‹ Geoff Ruddock

matplotlib

import numpy as np
import pandas as pd
import matplotlib as mpl
import matplotlib.pyplot as plt
import seaborn as sns

print(mpl.__version__)
3.3.4

Plot types

Scatter plot

Basic

def plot_something(srs: pd.Series) -> None:
    fig, ax = plt.subplots(figsize=(4, 4), dpi=100)
    
    ax.scatter(srs.index, srs.values, label='', zorder=2)
    
    ax.set_title('')
    ax.set_ylabel('')
    ax.set_xlabel('')
    
    ax.grid()
    plt.savefig('chart.png')
    
srs = pd.Series(np.random.randint(20, size=10))
plot_something(srs)

png

Labelled scatter plot near intercept

Here’s an example of a simple scatter plot using labeled data points centered around the intercept. I initially wrote this as a base for a function which visualizes how the k-means algorithm works step-by-step. A couple things to note:

  1. We set higher zorder for the elements we want to appear “on top” of others
  2. The core ax.scatter function takes an array of data points, but ax.annotate does not, so we need to loop.
data = np.asarray([
    [2, 2],
    [-1, 1],
    [3, 1],
    [0, -1],
    [-2, -2]
])

def scatter_plot_near_intercept(data):
    fig, ax = plt.subplots(figsize=(5, 5), dpi=100)
    
    # Format grid
    ax.grid(zorder=1)
    ax.axvline(0, c='black', zorder=2)
    ax.axhline(0, c='black', zorder=2)
    ax.set_xlim(-4, 4)
    ax.set_ylim(-4, 4)
    
    # Plot data points
    ax.scatter(*data.T, s=256, c='yellow', edgecolors='black', zorder=3)
    
    for i, (x, y) in enumerate(data):
        ax.annotate(i, (x, y), size=10, ha='center', va='center')
    
scatter_plot_near_intercept(data)

png

Histogram

Default

Here is what we get “out-of-the-box” from seaborn.distplot. I typically start here, because it has much more sensible defaults (bin width, etc.) than plt.hist, and ultimately returns a matplotlib object in the end anyways.

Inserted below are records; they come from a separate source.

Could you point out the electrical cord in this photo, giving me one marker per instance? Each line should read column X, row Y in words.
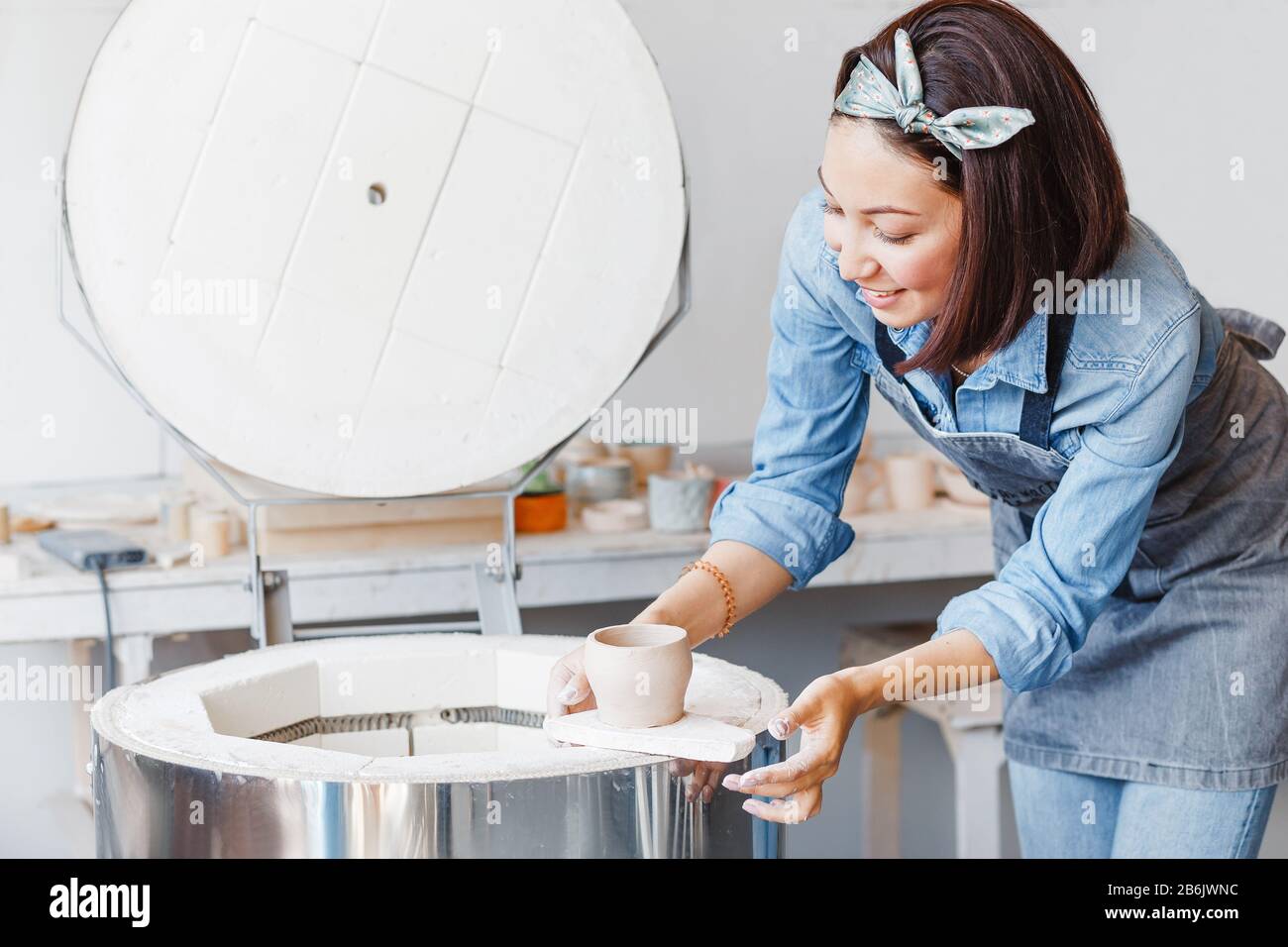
column 99, row 565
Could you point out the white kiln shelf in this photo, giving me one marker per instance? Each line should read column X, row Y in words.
column 692, row 737
column 205, row 716
column 218, row 208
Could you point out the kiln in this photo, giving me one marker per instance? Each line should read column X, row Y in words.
column 382, row 249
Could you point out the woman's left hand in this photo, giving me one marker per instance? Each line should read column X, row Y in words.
column 824, row 712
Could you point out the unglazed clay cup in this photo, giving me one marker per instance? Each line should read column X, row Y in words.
column 639, row 673
column 910, row 480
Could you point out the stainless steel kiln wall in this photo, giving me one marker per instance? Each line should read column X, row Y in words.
column 150, row 808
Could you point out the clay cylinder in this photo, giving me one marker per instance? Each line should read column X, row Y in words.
column 910, row 480
column 639, row 673
column 678, row 502
column 210, row 530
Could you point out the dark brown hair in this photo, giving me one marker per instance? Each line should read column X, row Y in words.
column 1050, row 198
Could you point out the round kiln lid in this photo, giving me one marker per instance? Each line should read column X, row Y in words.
column 205, row 715
column 375, row 248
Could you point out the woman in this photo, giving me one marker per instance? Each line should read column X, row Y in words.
column 969, row 250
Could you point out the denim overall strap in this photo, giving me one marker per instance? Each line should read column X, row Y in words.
column 1035, row 412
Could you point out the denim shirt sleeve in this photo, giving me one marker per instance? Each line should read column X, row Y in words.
column 1037, row 612
column 810, row 425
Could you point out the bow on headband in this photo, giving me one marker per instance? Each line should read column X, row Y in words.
column 870, row 94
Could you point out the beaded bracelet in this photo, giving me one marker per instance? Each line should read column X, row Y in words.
column 724, row 585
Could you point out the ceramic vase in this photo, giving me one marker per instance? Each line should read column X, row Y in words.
column 639, row 673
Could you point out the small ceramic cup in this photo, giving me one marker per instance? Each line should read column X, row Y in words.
column 679, row 502
column 604, row 478
column 910, row 480
column 639, row 673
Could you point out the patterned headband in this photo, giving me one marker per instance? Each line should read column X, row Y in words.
column 870, row 94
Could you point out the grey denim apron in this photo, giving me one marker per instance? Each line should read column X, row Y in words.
column 1183, row 680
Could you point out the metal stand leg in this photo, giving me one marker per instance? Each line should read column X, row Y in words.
column 881, row 771
column 978, row 758
column 768, row 839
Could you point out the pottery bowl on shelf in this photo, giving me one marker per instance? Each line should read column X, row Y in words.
column 679, row 501
column 647, row 458
column 639, row 673
column 910, row 479
column 614, row 515
column 605, row 478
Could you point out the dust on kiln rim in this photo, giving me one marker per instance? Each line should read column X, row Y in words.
column 167, row 716
column 589, row 304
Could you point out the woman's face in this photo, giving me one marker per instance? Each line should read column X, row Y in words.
column 876, row 196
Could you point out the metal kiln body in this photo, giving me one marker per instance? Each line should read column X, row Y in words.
column 205, row 762
column 145, row 806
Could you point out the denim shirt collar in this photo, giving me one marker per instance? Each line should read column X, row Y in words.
column 1021, row 364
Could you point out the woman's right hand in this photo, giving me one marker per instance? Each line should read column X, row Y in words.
column 568, row 690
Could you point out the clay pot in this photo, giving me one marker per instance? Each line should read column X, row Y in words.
column 540, row 512
column 614, row 515
column 645, row 458
column 957, row 487
column 678, row 501
column 639, row 673
column 209, row 528
column 910, row 480
column 864, row 478
column 604, row 478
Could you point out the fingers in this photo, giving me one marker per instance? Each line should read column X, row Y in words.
column 703, row 783
column 803, row 805
column 794, row 775
column 785, row 724
column 568, row 690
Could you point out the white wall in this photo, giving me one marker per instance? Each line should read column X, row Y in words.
column 751, row 118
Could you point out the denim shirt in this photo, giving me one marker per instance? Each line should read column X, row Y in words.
column 1117, row 419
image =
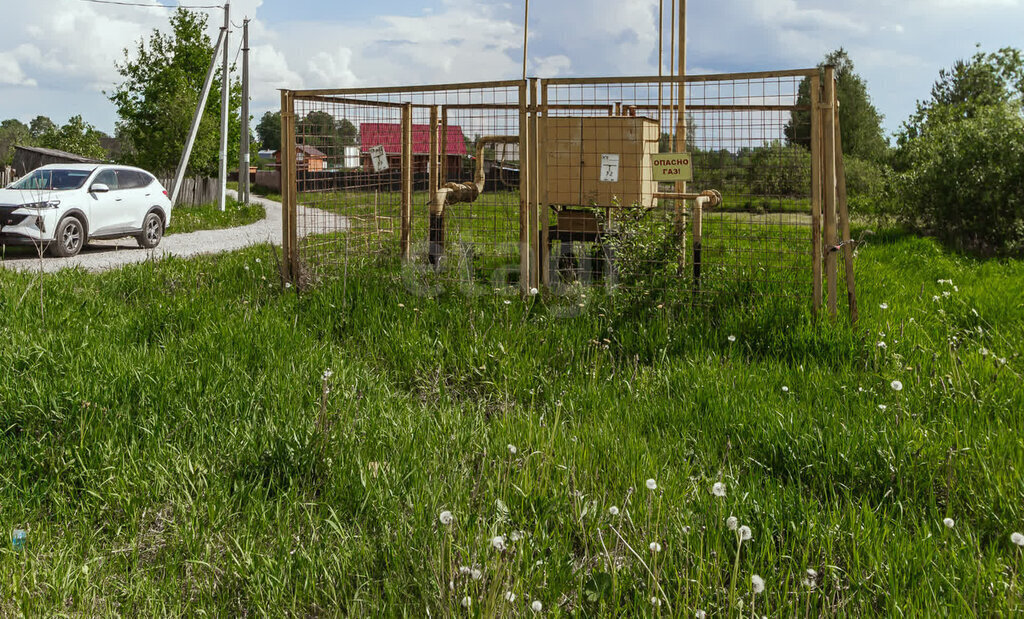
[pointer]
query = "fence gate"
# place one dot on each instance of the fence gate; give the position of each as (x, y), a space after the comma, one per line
(733, 191)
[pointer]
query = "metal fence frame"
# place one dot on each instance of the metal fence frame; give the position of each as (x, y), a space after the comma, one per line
(829, 229)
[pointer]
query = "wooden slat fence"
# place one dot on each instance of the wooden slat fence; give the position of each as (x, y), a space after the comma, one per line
(195, 192)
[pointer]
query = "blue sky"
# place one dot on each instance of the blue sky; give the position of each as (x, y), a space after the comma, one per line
(56, 56)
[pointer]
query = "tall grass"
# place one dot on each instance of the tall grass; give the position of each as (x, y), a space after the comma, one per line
(171, 442)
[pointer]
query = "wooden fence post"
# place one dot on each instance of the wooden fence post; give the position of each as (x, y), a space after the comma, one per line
(816, 192)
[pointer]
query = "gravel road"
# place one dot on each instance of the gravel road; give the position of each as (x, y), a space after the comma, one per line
(102, 255)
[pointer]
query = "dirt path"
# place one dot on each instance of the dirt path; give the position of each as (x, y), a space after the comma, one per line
(102, 255)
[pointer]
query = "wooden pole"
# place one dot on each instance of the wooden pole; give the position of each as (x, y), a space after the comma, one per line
(523, 192)
(844, 218)
(816, 178)
(436, 249)
(288, 188)
(543, 212)
(535, 188)
(828, 114)
(660, 66)
(442, 161)
(407, 182)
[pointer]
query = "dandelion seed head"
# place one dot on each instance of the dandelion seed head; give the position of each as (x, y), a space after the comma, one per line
(758, 583)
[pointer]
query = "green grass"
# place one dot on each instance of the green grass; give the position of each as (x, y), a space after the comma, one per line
(208, 216)
(171, 444)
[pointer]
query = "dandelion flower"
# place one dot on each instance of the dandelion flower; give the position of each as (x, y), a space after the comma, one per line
(758, 583)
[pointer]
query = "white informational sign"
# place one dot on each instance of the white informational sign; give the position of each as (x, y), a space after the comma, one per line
(609, 168)
(379, 157)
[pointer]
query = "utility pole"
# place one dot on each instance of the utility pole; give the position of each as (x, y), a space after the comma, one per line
(197, 118)
(225, 86)
(244, 141)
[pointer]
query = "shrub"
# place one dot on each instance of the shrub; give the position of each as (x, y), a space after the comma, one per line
(963, 180)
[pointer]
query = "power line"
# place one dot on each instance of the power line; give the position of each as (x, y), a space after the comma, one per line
(142, 5)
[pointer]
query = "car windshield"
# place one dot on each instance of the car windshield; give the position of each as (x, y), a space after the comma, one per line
(52, 180)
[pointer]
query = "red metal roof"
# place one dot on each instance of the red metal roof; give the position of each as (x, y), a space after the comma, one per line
(389, 135)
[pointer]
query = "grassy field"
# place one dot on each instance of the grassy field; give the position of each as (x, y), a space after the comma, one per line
(207, 216)
(189, 437)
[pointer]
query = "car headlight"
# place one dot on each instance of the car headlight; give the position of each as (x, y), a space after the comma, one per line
(47, 204)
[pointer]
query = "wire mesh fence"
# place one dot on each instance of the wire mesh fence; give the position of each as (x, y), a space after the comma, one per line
(370, 166)
(611, 221)
(565, 183)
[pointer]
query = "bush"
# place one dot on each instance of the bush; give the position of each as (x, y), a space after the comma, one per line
(780, 170)
(964, 180)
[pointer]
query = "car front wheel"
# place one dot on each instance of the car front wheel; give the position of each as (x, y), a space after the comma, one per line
(153, 232)
(69, 239)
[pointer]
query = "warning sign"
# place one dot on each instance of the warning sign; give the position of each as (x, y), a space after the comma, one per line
(609, 168)
(379, 157)
(672, 166)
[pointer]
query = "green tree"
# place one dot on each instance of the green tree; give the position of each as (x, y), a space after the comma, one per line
(12, 133)
(163, 79)
(970, 86)
(268, 131)
(40, 126)
(860, 122)
(77, 136)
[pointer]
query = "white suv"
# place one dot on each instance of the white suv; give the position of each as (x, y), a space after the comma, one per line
(61, 207)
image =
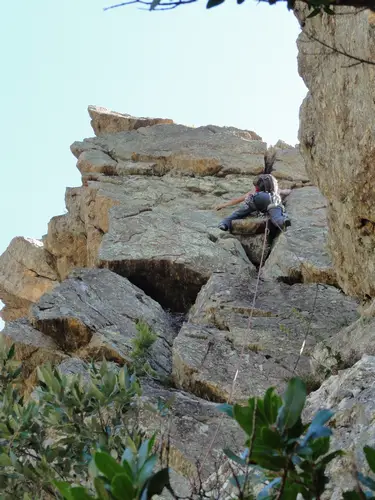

data = np.random.exponential(size=1000)
sns.distplot(data, kde=False);
/Users/geoffruddock/opt/anaconda3/lib/python3.8/site-packages/seaborn/distributions.py:2557: FutureWarning: `distplot` is a deprecated function and will be removed in a future version. Please adapt your code to use either `displot` (a figure-level function with similar flexibility) or `histplot` (an axes-level function for histograms).
  warnings.warn(msg, FutureWarning)

png

Clean

We can tidy up this output a bit by hiding the y-axis, which is often irrelevant when our primary goal is to visualize the shape of a distribution. If your plot has a grid, use ax.yaxis.set_ticklabels([]) instead of ax.get_yaxis().set_visible(False) so that the horizontal grid lines remain.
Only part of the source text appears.